MERCI: Multimodal Emotional and peRsonal Conversational Interactions Dataset
Mohammed Althubyani, Zhijin Meng, Shengyuan Xie, Cha Seung, Imran Razzak, Eduardo B. Sandoval, Baki Kocaballi, Francisco Cruz
TL;DR
The paper tackles the scarcity of open-domain, multimodal datasets for human–robot interaction by introducing MERCI, a dataset built from real, emotionally meaningful conversations with 30 participants and enriched with personal profiles. It presents PERCY, a five-module robot conversation framework on the ARI platform that fuses speech recognition, sentiment analysis, facial emotion recognition, and LLM-based dialogue management (GPT-4) to generate empathetic, personalized responses. The dataset supports training and evaluation of emotionally aware dialog systems, with comprehensive automatic and user-based evaluations indicating high naturalness, engagement, fluency, relevance, empathy, and consistency. The work demonstrates the practical impact of integrating personal data and emotional cues into open-domain HRI, offering a valuable resource for researchers and developers pursuing more natural and supportive human–robot conversations.
Abstract
The integration of conversational agents into our daily lives has become increasingly common, yet many of these agents cannot engage in deep interactions with humans. Despite this, there is a noticeable shortage of datasets that capture multimodal information from human-robot interaction dialogues.

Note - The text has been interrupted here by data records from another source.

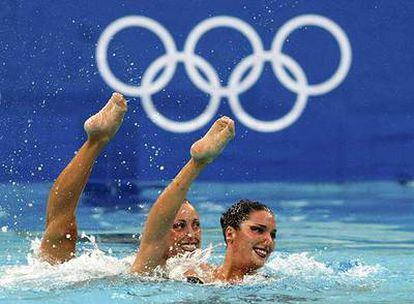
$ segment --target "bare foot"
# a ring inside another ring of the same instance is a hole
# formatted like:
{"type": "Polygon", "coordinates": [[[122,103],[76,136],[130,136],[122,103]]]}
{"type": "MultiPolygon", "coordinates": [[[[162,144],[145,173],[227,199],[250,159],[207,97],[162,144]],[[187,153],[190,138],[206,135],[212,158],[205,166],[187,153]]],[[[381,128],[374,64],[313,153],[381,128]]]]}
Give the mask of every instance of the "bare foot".
{"type": "Polygon", "coordinates": [[[108,142],[118,131],[127,111],[127,103],[119,93],[113,93],[106,105],[89,117],[84,129],[89,140],[108,142]]]}
{"type": "Polygon", "coordinates": [[[203,138],[191,146],[191,156],[197,162],[211,163],[234,137],[234,121],[226,116],[217,119],[203,138]]]}

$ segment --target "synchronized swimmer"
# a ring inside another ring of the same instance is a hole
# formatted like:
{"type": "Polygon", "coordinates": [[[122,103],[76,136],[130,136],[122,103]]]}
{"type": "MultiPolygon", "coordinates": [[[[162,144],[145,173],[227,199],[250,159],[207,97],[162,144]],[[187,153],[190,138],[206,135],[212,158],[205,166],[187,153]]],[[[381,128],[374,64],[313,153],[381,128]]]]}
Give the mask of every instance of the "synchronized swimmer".
{"type": "MultiPolygon", "coordinates": [[[[114,93],[108,103],[84,125],[88,135],[67,167],[53,184],[48,202],[41,258],[51,264],[75,256],[76,209],[96,158],[111,141],[127,111],[123,96],[114,93]]],[[[179,254],[201,247],[200,217],[186,199],[192,182],[224,150],[234,137],[234,122],[221,117],[191,149],[191,158],[157,198],[148,214],[132,273],[151,274],[179,254]]],[[[264,204],[241,200],[221,217],[226,254],[220,266],[202,265],[202,273],[188,270],[191,282],[241,282],[262,267],[275,248],[276,221],[264,204]]]]}

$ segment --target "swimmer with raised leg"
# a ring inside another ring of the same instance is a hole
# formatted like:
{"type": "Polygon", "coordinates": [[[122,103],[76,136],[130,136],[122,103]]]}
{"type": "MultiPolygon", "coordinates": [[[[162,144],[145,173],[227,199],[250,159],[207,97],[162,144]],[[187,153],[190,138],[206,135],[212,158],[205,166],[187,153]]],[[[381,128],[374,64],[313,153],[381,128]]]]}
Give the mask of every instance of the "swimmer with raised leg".
{"type": "Polygon", "coordinates": [[[192,182],[233,137],[233,120],[221,117],[193,144],[191,159],[161,193],[148,214],[132,272],[150,274],[157,266],[165,265],[168,258],[200,247],[199,216],[186,200],[186,195],[192,182]]]}
{"type": "MultiPolygon", "coordinates": [[[[157,199],[148,215],[132,271],[151,273],[157,266],[165,265],[168,258],[179,252],[193,251],[192,247],[181,246],[174,230],[183,214],[189,221],[182,220],[181,236],[200,238],[200,229],[191,225],[191,216],[199,222],[198,214],[185,197],[191,183],[208,163],[211,163],[234,137],[234,122],[220,118],[207,134],[191,147],[191,159],[157,199]],[[189,216],[191,215],[191,216],[189,216]],[[171,226],[173,227],[171,229],[171,226]]],[[[275,248],[276,221],[273,212],[264,204],[241,200],[231,206],[221,217],[221,226],[226,242],[226,255],[222,265],[202,265],[203,274],[189,269],[186,275],[193,283],[243,281],[246,275],[261,268],[275,248]],[[196,276],[195,276],[196,275],[196,276]]]]}
{"type": "Polygon", "coordinates": [[[60,173],[49,193],[46,229],[40,246],[41,257],[63,263],[75,255],[78,236],[76,208],[96,158],[121,126],[127,103],[119,93],[84,124],[88,139],[60,173]]]}

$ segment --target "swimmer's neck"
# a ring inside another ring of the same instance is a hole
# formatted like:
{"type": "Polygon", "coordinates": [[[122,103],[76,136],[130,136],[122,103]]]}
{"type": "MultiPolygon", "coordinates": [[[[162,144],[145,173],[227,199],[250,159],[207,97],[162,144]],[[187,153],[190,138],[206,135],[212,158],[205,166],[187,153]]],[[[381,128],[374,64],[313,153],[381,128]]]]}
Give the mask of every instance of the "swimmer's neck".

To address this gap, we have recorded a novel multimodal dataset (MERCI) that encompasses rich embodied interaction data. The process involved asking participants to complete a questionnaire and gathering their profiles on ten topics, such as hobbies and favorite music. Subsequently, we initiated conversations between the robot and the participants, leveraging GPT-4 to generate contextually appropriate responses based on the participant's profile and emotional state, as determined by facial expression recognition and sentiment analysis. Automatic and user evaluations were conducted to assess the overall quality of the collected data. The results of both evaluations indicated a high level of naturalness, engagement, fluency, consistency, and relevance in the conversation, as well as the robot's ability to provide empathetic responses. It is worth noting that the dataset is derived from genuine interactions with the robot, involving participants who provided personal information and conveyed actual emotions.